The letter, dated March 6, came as the result of a complaint filed last May by Ronald Hill, a resident of the Hillcrest Heights subdivision in Prince George's County, not far from the District of Columbia line. According to Metro documents, the tracks at that point would be "approximately 100 feet from the homes in the Hillcrest Heights subdivision at window level and 200 feet from homes in the Woods subdivision." The elevated structure carrying the tracks would be above a creek bed that separates the two subdivisions.
The Department of Transportation letter said the route could create "an imbalanced and disproportionate environmental influence on the black community as compared with the white communities in the surrounding areas." Furthermore, the letter said, the reasons for choosing the particular routing "appear inadequate as justification for such extreme adverse impacts. . . ."

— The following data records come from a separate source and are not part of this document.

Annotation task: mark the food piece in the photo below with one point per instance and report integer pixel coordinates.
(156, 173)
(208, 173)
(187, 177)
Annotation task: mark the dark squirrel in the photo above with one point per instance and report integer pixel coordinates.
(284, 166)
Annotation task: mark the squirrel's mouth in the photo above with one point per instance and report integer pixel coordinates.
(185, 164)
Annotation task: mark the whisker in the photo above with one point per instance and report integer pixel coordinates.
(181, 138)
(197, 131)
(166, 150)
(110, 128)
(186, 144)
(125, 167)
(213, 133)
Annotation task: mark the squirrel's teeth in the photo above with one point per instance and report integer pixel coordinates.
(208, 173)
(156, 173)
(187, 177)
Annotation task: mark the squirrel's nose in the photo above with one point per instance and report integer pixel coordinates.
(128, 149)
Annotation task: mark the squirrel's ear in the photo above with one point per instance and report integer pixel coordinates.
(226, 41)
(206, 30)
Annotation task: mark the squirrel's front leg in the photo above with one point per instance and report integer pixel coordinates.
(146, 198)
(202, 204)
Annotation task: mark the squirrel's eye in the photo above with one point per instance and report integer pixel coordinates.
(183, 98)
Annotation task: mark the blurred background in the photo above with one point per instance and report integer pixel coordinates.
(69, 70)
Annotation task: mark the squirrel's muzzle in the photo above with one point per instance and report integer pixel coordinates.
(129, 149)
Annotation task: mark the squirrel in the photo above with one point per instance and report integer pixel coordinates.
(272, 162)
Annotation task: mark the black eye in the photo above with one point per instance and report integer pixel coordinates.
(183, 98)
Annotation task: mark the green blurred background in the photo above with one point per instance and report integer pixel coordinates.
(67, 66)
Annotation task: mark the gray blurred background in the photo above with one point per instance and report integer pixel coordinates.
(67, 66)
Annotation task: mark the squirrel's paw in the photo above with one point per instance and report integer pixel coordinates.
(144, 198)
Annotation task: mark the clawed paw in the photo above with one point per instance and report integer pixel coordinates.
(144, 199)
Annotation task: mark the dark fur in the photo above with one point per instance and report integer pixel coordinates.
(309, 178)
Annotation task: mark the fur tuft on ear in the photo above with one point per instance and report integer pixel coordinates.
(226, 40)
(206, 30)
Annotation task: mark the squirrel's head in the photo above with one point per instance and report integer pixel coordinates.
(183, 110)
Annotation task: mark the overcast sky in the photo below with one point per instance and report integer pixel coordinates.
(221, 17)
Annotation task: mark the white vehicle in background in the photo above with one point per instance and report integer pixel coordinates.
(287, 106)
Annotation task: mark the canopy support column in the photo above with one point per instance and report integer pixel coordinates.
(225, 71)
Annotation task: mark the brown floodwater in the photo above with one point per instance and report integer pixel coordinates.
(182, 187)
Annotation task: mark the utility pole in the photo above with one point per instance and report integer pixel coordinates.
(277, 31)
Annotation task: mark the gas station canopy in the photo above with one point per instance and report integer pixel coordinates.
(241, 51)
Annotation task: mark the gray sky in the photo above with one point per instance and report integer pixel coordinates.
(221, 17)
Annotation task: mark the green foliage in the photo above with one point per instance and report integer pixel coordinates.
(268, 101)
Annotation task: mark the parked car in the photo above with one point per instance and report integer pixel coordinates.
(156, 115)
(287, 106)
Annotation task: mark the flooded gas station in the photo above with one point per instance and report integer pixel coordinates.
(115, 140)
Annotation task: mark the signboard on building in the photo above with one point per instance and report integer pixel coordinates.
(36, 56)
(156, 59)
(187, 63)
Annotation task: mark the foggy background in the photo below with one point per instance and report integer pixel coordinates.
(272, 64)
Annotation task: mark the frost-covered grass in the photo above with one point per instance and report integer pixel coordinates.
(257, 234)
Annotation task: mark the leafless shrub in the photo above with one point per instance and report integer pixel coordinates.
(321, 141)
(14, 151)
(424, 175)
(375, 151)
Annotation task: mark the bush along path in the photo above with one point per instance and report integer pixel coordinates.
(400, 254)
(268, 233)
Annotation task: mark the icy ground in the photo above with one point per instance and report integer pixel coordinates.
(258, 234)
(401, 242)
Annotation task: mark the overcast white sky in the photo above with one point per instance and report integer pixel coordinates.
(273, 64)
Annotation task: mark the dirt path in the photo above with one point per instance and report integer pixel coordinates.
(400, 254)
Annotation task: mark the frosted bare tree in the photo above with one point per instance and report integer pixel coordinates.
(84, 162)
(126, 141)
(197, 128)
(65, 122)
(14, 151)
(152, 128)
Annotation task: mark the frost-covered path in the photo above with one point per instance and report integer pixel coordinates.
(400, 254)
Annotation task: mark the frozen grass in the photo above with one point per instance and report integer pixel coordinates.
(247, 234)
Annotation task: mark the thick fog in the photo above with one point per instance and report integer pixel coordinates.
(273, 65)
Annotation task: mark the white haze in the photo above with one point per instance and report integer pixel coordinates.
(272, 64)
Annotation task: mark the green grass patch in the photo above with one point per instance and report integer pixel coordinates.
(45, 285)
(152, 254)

Metro General Manager Richard S. Page had no comment. However, Metro's formal answer to the letter, also obtained yesterday, asked that the civil rights office give Metro "a statement of the findings of your investigation which led to the conclusions. . . ."
Linda Gosden, press secretary for the department, said the purpose of the letter "was to advise Metro of the problems that could arise if the project progressed" and that the nine months between Hill's complaint and the letter was about normal for a project scheduled far in the future.
No investigation was conducted, she said, and "no action is pending." She said "absolutely not," when asked if the civil rights letter is a back-door attempt by the department to eliminate the Rosecroft Raceway segment of the Green Line.
Both Metro and department officials said that they will meet soon to discuss the issue.
The inner-city section of the Green Line, from Anacostia to 14th and U streets NW, would not appear to be affected by the complaint. The Metro board, faced with limited funds in the Reagan budget and a number of lines ready for construction, is trying to reach agreement on how to schedule construction of that section, which the District government is demanding.
The Reagan administration's budget calls for a slower rate of construction than Metro has scheduled, and the section from Anacostia south to Rosecroft is already one of the last in the planned 101-mile Metro system.
The schedule says it would open in 1989, but it is generally agreed that 1991 is a more realistic date.From the planned Anacostia station, at Howard Road and Interstate 295, the Rosecroft line would run generally parallel to Wheeler Road with stops at St. Elizabeths Hospital, St. Barnabas Road and Rosecroft Raceway.
The route is controversial because it is a change from a long-planned route that would have gone from Anacostia east into Prince George's County to the Suitland Federal Center and then to a business community near Branch Avenue and Auth Road. Citizens and businessmen in the Branch Avenue community have sued Metro because of that change, which was directed by the Prince George's County Council.
Metro was told by a federal court in Baltimore that the change was illegal because a proper public hearing had not been held. Metro has appealed the ruling, but is also planning the public hearing, probably sometime in June. In the meantime, the county council has reaffirmed its affection for the Rosecroft route.